On the role of family life in one’s scientific life:
When I knew him (in 1968-1969) he was above all a family man; he spent much time at home, and he surely loved his wife and placed her first. This is, admittedly, a personal question, yet, it is one that must pervade every scientist’s life: to marry or not, and, if married, how much of one’s time that could be spent in research should be spent instead with one’s family…I had the distinct impression that MacArthur worked on ecology mostly when his family got tired of his hanging around. I suspect that he had the freedom to do what he did for ecology, going against all convention, because it was all secondary to him anyway; or maybe he just spent so much time with his family that he never really had time to learn the conventions! Yet, even so, look at what he accomplished! One can argue (I often do) that it was his genius that allowed him to so lightly toss off pieces of research and so to be home more. However, I am dissatisfied with this interpretation…Just as plausibly and much more usefully, I now believe that MacArthur’s personal priorities (family before profession) were part of what made him so successful. For, in inspecting his work, the freedom is more conspicuous and more unique than the brilliance; the freedom, then, is the major contribution. And such freedom very cogently follows from lowering research and publication into a second (or lower) place.

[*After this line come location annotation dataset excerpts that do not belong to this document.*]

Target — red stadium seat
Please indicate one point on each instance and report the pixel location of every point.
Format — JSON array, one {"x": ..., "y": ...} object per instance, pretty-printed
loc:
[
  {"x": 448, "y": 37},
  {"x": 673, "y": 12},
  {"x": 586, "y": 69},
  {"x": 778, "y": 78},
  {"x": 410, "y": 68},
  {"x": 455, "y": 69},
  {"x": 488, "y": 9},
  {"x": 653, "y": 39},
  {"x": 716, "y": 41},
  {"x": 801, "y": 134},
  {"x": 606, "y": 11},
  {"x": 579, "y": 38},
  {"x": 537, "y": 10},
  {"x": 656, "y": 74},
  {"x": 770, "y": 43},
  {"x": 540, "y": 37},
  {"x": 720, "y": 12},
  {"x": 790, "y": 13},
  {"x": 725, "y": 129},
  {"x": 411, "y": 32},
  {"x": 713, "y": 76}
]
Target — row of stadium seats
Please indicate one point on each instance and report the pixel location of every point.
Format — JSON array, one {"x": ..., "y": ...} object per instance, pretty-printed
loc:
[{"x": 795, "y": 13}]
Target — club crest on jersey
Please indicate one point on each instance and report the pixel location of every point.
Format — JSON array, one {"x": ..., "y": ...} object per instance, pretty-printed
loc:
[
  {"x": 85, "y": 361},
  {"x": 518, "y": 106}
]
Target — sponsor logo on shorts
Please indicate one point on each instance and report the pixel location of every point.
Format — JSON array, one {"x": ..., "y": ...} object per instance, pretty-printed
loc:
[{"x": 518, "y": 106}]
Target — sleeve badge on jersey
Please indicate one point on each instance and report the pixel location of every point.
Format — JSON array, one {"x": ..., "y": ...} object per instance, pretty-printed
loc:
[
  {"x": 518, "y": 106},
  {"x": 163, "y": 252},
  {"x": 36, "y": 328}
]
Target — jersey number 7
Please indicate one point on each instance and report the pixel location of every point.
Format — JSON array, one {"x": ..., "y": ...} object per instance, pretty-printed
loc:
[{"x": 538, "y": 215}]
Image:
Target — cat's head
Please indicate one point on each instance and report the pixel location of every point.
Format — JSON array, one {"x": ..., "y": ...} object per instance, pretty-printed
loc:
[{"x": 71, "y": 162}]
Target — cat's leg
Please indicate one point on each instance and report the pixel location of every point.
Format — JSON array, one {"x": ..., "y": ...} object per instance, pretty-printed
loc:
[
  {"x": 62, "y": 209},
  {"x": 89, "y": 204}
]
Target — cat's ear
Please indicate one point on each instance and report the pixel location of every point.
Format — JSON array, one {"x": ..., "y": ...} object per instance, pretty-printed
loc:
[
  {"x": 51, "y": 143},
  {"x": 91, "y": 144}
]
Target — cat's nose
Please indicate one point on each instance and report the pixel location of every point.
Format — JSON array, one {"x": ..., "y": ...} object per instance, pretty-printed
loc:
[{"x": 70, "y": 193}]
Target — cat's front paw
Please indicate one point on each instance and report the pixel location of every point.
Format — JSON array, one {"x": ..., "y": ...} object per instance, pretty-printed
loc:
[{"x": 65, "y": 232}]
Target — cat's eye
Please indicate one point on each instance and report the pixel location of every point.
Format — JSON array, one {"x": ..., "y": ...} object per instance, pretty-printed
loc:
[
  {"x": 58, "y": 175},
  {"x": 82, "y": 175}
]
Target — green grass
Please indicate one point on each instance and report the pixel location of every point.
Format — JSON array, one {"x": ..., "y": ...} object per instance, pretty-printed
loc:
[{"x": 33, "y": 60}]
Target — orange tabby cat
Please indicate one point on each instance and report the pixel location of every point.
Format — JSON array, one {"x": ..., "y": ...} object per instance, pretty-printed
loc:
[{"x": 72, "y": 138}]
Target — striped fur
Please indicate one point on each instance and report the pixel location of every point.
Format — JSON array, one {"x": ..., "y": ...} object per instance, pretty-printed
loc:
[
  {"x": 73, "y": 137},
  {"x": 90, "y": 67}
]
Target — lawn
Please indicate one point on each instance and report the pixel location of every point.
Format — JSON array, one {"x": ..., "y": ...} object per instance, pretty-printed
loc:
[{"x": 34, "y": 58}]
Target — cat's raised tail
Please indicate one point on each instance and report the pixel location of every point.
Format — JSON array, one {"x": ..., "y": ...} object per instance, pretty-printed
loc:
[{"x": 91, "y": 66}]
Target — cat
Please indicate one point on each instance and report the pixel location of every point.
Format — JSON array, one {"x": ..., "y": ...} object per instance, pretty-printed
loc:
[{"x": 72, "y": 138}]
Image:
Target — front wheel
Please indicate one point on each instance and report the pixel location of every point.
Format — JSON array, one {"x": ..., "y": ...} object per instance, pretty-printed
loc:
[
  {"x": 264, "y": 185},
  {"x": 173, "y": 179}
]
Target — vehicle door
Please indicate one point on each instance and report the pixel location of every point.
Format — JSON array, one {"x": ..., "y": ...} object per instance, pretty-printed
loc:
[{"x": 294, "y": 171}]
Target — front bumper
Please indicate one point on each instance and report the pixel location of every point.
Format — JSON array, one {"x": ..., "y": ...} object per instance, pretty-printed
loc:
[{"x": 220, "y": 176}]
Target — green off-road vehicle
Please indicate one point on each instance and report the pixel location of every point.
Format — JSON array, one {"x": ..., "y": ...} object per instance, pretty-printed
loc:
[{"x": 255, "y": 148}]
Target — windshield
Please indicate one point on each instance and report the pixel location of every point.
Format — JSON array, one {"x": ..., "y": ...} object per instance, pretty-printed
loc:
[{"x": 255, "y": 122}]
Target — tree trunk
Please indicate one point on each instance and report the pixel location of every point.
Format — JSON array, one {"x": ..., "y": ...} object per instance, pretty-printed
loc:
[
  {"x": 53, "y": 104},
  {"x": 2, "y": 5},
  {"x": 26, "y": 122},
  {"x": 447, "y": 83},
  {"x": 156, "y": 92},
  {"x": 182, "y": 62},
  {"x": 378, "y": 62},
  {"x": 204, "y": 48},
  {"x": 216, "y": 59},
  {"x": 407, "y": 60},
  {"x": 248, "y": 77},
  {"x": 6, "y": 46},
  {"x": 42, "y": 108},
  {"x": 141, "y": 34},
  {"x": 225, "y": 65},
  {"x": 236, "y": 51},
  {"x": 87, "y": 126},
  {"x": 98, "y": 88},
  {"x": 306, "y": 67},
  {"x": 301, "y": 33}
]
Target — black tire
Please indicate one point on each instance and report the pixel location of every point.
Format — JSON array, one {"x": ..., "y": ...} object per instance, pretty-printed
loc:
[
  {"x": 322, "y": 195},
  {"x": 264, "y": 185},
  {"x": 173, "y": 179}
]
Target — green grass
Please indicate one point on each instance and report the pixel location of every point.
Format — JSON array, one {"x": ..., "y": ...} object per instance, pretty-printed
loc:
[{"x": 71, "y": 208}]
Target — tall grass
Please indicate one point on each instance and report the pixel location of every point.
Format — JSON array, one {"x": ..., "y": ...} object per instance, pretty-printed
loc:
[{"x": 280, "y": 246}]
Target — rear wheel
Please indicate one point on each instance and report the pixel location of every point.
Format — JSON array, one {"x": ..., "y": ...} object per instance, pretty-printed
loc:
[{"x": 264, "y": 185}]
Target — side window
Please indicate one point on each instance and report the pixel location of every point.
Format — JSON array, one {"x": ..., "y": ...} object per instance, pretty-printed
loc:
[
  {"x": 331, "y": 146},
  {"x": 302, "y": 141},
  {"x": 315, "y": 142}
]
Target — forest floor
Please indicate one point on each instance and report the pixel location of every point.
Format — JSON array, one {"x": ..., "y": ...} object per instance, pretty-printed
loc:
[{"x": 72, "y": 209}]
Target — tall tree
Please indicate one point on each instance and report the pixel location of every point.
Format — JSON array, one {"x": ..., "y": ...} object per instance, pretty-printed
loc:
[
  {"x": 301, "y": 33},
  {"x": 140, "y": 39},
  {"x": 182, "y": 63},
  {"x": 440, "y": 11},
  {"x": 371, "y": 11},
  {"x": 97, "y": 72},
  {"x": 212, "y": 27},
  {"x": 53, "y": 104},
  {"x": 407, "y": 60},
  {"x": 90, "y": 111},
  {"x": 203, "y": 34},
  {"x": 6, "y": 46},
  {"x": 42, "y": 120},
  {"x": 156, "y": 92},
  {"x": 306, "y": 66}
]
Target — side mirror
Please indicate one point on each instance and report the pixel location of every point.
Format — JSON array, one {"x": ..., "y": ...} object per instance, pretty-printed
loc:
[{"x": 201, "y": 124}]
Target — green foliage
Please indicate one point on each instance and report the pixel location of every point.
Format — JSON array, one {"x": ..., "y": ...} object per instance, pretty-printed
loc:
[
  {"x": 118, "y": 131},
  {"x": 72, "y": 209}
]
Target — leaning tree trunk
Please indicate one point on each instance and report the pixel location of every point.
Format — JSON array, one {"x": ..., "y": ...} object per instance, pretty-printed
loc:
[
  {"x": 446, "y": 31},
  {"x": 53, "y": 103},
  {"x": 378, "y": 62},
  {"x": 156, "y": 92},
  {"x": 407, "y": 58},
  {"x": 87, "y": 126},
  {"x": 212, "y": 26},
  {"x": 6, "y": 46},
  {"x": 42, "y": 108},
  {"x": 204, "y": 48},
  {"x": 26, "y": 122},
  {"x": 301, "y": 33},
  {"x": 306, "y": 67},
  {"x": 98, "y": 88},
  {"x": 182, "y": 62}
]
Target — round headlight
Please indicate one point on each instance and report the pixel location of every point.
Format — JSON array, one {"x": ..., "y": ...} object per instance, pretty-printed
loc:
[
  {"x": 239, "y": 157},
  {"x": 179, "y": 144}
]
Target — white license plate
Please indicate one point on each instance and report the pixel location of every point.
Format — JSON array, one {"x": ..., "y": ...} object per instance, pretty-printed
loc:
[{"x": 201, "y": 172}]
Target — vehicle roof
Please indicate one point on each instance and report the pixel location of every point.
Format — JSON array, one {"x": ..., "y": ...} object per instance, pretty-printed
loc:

These remarks need to be read in the context of their time. But I don’t think they’re totally out of date. In particular, the notion that MacArthur was successful in part because he didn’t care too much what others thought is a generalizable lesson, I think. You can’t stand out from the crowd by just following the crowd, and you need to play to your own strengths. I’d like to think I’m pretty good at that. I’m hardly on MacArthur’s level as a scientist, of course! But had I followed the conventions of ecology too closely, or worried too much what other ecologists would think of me, I wouldn’t be working in microcosms, and I wouldn’t be a blogger. Both of those unconventional choices have worked out very well for me. And the message that you can succeed in science without having to work crazy hours, even if you’re not “brilliant”, remains timely and true.